The Gazette - February 2020

Sponsored by The Ulverscroft Foundation
Edited by Julie Leonard
The views expressed in the Gazette do not necessarily reflect the policies or views of the BCA, nor those of the editor.

The Dresden Trap

Editor’s note: Thank you to Hugo Roman for sending in this article!

The second Tarrasch Trap in the Steinitz Variation is sometimes referred to as the Dresden Trap.

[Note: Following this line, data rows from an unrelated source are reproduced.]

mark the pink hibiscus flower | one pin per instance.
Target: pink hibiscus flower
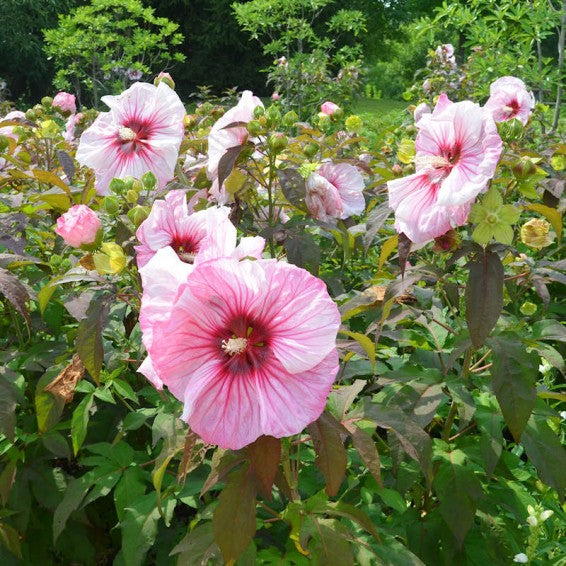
(249, 346)
(457, 151)
(509, 98)
(335, 191)
(194, 236)
(141, 133)
(221, 138)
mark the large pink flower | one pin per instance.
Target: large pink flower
(141, 133)
(78, 226)
(457, 151)
(249, 346)
(194, 236)
(510, 99)
(221, 138)
(335, 191)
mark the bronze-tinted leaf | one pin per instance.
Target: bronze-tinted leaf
(64, 384)
(484, 295)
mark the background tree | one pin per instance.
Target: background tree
(100, 48)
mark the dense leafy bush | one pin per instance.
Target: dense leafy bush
(440, 440)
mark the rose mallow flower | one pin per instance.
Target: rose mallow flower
(221, 138)
(335, 190)
(65, 103)
(194, 236)
(457, 151)
(78, 226)
(509, 98)
(329, 108)
(248, 346)
(141, 133)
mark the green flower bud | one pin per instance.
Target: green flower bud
(353, 123)
(111, 205)
(149, 180)
(524, 168)
(138, 214)
(310, 149)
(290, 118)
(254, 128)
(277, 142)
(117, 186)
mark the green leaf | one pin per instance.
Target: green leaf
(139, 527)
(484, 295)
(264, 455)
(89, 336)
(364, 341)
(413, 439)
(331, 457)
(546, 452)
(11, 539)
(233, 522)
(513, 376)
(129, 489)
(458, 489)
(292, 185)
(387, 249)
(198, 547)
(227, 162)
(79, 422)
(15, 292)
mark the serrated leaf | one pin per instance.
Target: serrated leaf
(79, 422)
(458, 489)
(413, 439)
(292, 185)
(198, 547)
(15, 292)
(227, 162)
(233, 522)
(364, 341)
(264, 455)
(546, 452)
(513, 375)
(331, 457)
(484, 295)
(89, 336)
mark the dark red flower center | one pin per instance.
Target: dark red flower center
(132, 135)
(244, 345)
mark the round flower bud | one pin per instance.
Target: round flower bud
(310, 149)
(277, 142)
(254, 128)
(536, 234)
(78, 226)
(290, 118)
(524, 168)
(164, 78)
(138, 214)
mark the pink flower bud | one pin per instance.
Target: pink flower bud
(329, 108)
(65, 103)
(78, 226)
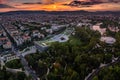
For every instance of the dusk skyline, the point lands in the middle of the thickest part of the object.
(58, 5)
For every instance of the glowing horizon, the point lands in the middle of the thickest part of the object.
(55, 5)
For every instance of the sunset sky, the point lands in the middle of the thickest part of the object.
(57, 5)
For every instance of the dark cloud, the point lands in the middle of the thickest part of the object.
(88, 3)
(5, 6)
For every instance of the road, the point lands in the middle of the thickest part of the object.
(23, 60)
(96, 72)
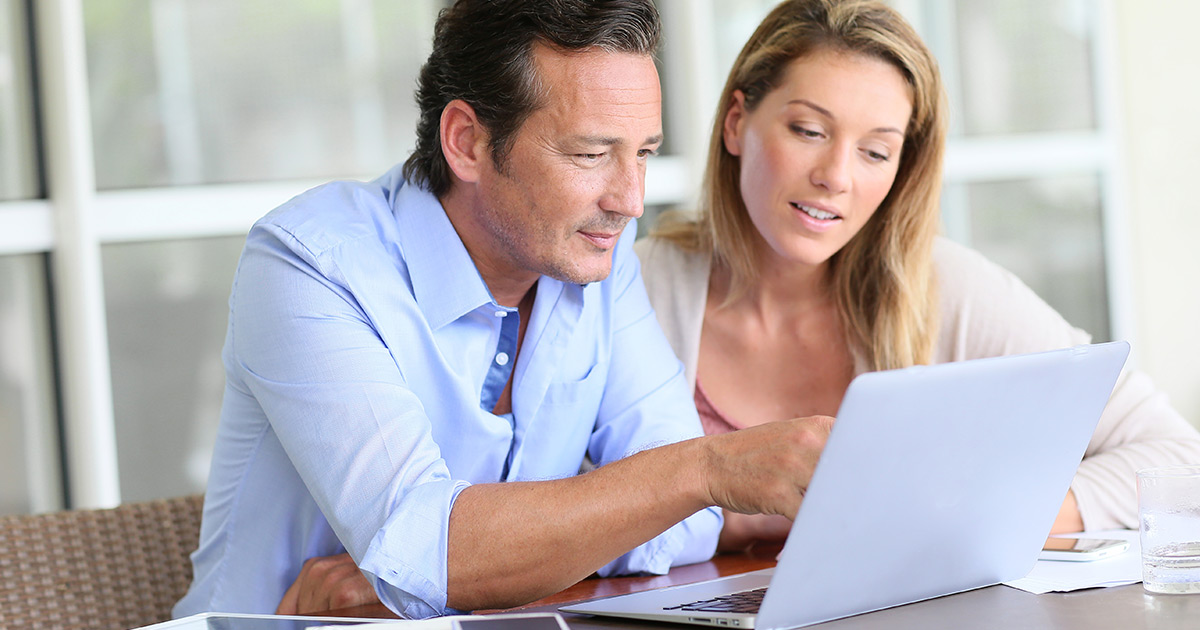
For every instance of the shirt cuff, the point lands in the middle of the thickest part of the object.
(691, 540)
(408, 555)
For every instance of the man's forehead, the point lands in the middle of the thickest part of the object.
(618, 90)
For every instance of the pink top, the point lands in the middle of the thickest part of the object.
(711, 418)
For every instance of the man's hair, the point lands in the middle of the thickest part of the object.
(483, 54)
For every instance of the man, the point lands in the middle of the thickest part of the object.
(417, 366)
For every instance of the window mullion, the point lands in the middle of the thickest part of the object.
(85, 382)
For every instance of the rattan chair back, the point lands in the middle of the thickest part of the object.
(97, 569)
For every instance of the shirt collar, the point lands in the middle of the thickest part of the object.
(445, 282)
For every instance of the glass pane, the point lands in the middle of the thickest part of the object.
(735, 22)
(1025, 65)
(189, 91)
(167, 312)
(1048, 232)
(29, 460)
(18, 166)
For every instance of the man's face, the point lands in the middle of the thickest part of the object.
(576, 172)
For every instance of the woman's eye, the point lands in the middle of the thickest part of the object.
(805, 132)
(875, 156)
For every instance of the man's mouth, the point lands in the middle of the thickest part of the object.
(601, 239)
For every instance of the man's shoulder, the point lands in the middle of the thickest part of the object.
(334, 214)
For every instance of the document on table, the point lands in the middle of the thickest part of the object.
(1062, 576)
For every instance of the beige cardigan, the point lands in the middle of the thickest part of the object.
(985, 312)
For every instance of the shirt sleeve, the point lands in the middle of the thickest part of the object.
(647, 403)
(989, 312)
(336, 397)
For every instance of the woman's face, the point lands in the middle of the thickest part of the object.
(820, 153)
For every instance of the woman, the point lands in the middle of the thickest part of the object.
(815, 256)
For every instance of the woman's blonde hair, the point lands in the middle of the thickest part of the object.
(882, 279)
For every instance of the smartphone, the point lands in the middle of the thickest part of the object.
(1081, 549)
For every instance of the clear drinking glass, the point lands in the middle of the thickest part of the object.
(1169, 507)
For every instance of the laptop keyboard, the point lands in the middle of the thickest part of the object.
(742, 601)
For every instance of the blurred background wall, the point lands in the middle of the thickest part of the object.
(141, 138)
(1159, 67)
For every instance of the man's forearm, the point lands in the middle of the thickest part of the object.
(515, 543)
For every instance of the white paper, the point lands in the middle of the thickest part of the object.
(1062, 576)
(439, 623)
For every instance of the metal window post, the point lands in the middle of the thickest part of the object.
(78, 288)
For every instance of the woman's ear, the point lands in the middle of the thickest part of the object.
(463, 141)
(735, 121)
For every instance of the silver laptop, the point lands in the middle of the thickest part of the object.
(935, 480)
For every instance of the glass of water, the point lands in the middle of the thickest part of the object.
(1169, 507)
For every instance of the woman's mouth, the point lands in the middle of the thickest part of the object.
(816, 219)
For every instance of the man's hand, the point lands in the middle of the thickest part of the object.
(328, 583)
(744, 531)
(767, 468)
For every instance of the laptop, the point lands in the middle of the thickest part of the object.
(935, 480)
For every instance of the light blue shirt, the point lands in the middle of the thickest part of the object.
(363, 359)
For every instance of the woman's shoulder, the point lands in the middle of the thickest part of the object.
(988, 311)
(666, 263)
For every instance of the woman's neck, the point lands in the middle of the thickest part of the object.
(781, 291)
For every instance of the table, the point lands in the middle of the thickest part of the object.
(996, 607)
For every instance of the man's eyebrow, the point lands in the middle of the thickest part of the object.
(609, 141)
(831, 117)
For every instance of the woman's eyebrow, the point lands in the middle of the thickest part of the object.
(828, 114)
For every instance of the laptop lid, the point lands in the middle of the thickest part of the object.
(935, 480)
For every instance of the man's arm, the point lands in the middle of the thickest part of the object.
(511, 544)
(515, 543)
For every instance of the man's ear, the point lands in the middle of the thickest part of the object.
(735, 119)
(463, 141)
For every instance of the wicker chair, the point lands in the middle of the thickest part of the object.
(97, 569)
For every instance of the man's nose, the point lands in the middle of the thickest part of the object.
(627, 190)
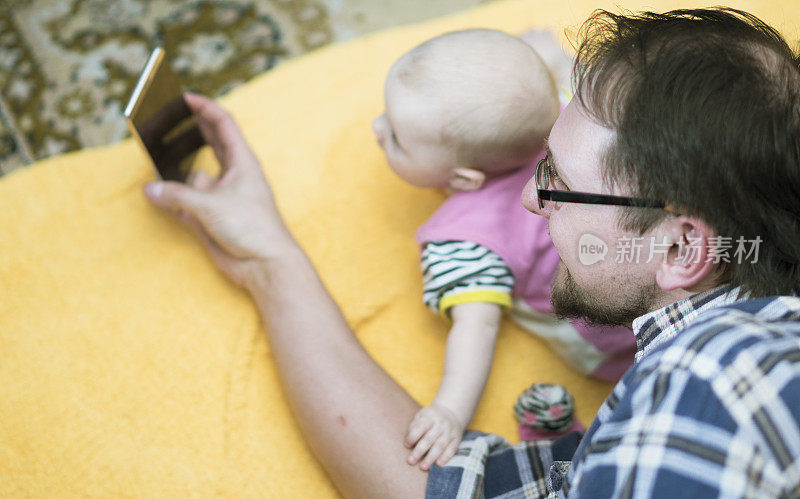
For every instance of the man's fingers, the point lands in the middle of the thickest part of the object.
(218, 128)
(423, 445)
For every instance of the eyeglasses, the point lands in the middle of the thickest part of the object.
(544, 172)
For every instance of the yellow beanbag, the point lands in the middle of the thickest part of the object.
(131, 367)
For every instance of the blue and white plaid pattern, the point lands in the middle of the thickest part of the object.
(711, 412)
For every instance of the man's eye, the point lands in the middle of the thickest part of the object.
(558, 184)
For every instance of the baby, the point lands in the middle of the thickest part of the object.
(469, 112)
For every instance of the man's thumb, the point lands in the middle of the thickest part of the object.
(174, 196)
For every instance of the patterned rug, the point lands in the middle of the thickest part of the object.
(67, 67)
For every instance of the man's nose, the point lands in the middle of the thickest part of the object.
(530, 199)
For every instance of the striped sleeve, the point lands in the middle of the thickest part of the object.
(456, 272)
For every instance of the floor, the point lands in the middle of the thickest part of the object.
(67, 67)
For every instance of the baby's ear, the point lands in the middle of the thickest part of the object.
(466, 179)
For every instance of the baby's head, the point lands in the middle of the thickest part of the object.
(465, 106)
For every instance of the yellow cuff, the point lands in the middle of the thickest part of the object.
(478, 295)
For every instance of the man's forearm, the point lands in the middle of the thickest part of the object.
(351, 411)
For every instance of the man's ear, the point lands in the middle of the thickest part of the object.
(687, 261)
(466, 179)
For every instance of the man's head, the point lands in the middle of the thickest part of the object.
(699, 109)
(465, 105)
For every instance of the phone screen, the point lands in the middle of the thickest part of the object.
(158, 115)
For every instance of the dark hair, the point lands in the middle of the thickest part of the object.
(706, 108)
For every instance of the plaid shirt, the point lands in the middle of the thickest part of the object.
(711, 412)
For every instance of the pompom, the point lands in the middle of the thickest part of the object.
(545, 406)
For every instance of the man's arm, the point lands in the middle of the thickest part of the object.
(351, 412)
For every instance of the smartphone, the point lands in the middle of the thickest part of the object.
(160, 117)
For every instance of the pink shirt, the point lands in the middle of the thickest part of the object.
(494, 217)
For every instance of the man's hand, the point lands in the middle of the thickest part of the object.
(235, 214)
(436, 431)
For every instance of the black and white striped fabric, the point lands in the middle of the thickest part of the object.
(451, 268)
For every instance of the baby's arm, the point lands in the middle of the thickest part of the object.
(471, 284)
(437, 430)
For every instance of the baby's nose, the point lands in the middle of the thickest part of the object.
(378, 130)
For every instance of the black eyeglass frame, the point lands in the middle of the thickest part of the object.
(590, 198)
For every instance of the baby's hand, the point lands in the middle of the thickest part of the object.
(436, 431)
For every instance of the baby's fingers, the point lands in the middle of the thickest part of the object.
(416, 429)
(423, 445)
(436, 451)
(449, 452)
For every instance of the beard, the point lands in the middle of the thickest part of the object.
(570, 300)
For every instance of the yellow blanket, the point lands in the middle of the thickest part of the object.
(131, 367)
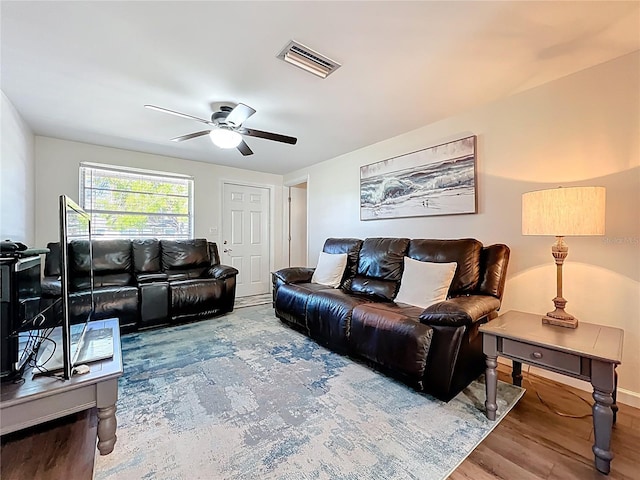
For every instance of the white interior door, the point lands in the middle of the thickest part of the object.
(245, 236)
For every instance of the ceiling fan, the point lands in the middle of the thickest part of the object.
(227, 129)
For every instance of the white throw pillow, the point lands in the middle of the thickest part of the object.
(330, 269)
(425, 283)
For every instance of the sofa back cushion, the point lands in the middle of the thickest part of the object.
(146, 255)
(494, 261)
(380, 267)
(350, 246)
(465, 252)
(184, 255)
(112, 263)
(52, 260)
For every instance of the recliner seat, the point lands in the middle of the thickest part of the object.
(437, 349)
(144, 282)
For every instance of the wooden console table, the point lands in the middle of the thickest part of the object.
(40, 399)
(590, 352)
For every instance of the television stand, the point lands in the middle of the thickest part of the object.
(39, 399)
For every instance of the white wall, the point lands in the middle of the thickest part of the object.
(57, 172)
(298, 225)
(580, 130)
(17, 173)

Tarrasch published analysis of it in 1891, but 18 months later Georg Marco fell into it in Tarrasch versus Marco, Dresden 1892. Tarrasch spent just five minutes thinking for the entire game.

1. e4 e5 2. Nf3 Nc6 3. Bb5 d6 This is the Steinitz Variation of the Ruy Lopez.

4. d4 Bd7 Black breaks the pin to meet the threat of 5.d5.

5. Nc3 Nf6 6. 0-0 Be7 7. Re1 Laying a subtle trap. Castling seems natural for Black but it loses a pawn. Instead, 7...exd4 is better, an example of giving up the centre, when it is needed.

7... 0-0? 8. Bxc6 Bxc6 9. dxe5 dxe5 10. Qxd8 Raxd8 11. Nxe5

Black's best move here is probably 11...Bd7, although White would remain a pawn ahead.

11... Bxe4?! 12. Nxe4 Nxe4 White can go astray too, 13.Rxe4?? would be a horrible blunder as Black would checkmate with 13...Rd1+ 14. Re1 Rxe1#. White blocks that possibility with his next move, making the threat real against the black knight on e4.

13. Nd3 f5 The black knight cannot move because of the pin against the bishop on e7.

14. f3 Bc5+?! Better is 14...Bh4 15. g3 Nxg3 16. hxg3 Bxg3 where Black get two pawns for the knight.

15. Nxc5 Nxc5 16. Bg5 Rd5 17. Be7 Re8 18. c4 1–0 White wins at least the exchange, so Marco resigned.